Turns out, they did. There was some speculation for that first case we went to hear (New York State Rifle and Pistol Association vs the City of New York) might end up being a landmark 2nd amendment ruling. Though it became fairly clear that, due to the law that was up for debate being revoked before the appeal made it to the Supreme Court, there’d be no guns rights showdown like some people hoped, I still think they knew it would be a case that a lot of people would want to hear, so perhaps that’s why we got in even after the first round cutoff.
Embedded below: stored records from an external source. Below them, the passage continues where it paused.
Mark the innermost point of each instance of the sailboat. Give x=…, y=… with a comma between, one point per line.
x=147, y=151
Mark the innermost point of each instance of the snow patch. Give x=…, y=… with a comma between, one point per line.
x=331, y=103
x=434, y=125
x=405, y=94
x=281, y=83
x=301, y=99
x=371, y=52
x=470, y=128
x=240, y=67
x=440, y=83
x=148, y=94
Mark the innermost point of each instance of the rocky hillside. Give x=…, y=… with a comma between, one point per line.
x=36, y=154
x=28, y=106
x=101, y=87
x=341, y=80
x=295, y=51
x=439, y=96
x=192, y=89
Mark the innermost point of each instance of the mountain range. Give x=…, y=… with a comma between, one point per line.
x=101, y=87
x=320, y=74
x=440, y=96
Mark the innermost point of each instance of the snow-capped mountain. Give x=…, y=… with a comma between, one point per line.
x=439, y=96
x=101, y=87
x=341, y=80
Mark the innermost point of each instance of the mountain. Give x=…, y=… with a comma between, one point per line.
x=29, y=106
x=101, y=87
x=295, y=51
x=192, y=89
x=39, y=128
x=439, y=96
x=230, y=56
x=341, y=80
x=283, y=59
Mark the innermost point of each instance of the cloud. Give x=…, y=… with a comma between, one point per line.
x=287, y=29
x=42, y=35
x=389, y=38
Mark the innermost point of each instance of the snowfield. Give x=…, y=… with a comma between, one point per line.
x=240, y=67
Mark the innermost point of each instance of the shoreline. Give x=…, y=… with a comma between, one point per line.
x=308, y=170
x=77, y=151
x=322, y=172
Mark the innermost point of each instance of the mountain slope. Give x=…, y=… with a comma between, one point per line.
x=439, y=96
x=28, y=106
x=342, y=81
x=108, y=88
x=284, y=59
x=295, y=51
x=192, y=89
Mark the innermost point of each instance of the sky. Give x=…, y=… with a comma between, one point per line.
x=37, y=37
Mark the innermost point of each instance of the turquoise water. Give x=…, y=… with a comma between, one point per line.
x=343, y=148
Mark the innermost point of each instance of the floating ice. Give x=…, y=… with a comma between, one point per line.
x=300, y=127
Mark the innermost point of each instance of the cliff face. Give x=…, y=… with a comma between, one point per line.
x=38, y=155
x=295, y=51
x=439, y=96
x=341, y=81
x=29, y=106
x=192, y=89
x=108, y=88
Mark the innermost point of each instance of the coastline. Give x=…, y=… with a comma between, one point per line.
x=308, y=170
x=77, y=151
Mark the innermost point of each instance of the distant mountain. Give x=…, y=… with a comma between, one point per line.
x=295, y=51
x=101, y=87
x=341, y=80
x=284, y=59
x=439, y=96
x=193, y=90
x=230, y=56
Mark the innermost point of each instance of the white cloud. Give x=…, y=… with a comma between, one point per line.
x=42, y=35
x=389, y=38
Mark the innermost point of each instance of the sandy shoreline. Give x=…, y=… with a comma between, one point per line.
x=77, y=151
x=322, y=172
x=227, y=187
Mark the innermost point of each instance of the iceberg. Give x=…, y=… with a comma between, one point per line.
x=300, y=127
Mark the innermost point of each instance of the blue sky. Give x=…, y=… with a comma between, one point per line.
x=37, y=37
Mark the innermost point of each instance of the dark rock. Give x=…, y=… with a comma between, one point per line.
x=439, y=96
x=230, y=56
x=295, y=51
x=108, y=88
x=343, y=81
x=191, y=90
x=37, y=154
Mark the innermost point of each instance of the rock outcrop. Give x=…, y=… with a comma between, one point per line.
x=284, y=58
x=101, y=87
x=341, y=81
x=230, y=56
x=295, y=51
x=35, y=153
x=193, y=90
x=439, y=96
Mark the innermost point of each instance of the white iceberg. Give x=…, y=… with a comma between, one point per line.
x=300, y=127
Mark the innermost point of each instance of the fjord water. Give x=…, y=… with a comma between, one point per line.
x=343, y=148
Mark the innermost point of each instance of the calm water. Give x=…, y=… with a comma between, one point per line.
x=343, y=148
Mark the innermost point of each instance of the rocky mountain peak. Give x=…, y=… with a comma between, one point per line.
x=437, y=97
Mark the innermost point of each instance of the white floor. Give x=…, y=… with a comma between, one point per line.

Despite the fact that the case didn’t end up being a big deal in the gun control vs. gun rights debate (protesters showed up anyway — some with free coffee, which Joanna and I much appreciated after standing outside for four hours) it was still fun to watch. I’ll admit, I was a little starstruck seeing the Justices in person, even from the very back of the room. I wasn’t allowed to take any photos inside the chamber, but even if I could, you’d probably only be able to see a blurry image of RBG scowling and Clarence Thomas slumping in his seat, bored out of his mind.

The second case — something about copyright law — was less exciting. Justice Thomas and I definitely nodded off a few times.

I’m so glad I got to go though. Getting no sleep the night before, waiting outside for four hours, panicking when we thought we had just missed the cutoff, and then going to work after it all for three hours in the afternoon — it was all worth it, in my opinion. Honestly, it was possibly one of my favorite things I did the whole DC semester.

That’s about it for today. Thanks for reading, and I’ll see you in the next one with more updates on my life this semester in Washington, DC. Don’t forget to check me out on Pinterest, Instagram, Facebook, BloglovinTwitter, and Tumblr! For business inquiries, shoot me an email at lensembledujour@gmail.com!


Jacket: Banana Republic

Blouse: Banana Republic

Sweater: Aeropostale

Trousers: The LOFT

November 27, 2019 – Familiar Faces (OOTD #586)

The day before Thanksgiving, I asked off from work so that my good friend, Mariana, could visit me in DC.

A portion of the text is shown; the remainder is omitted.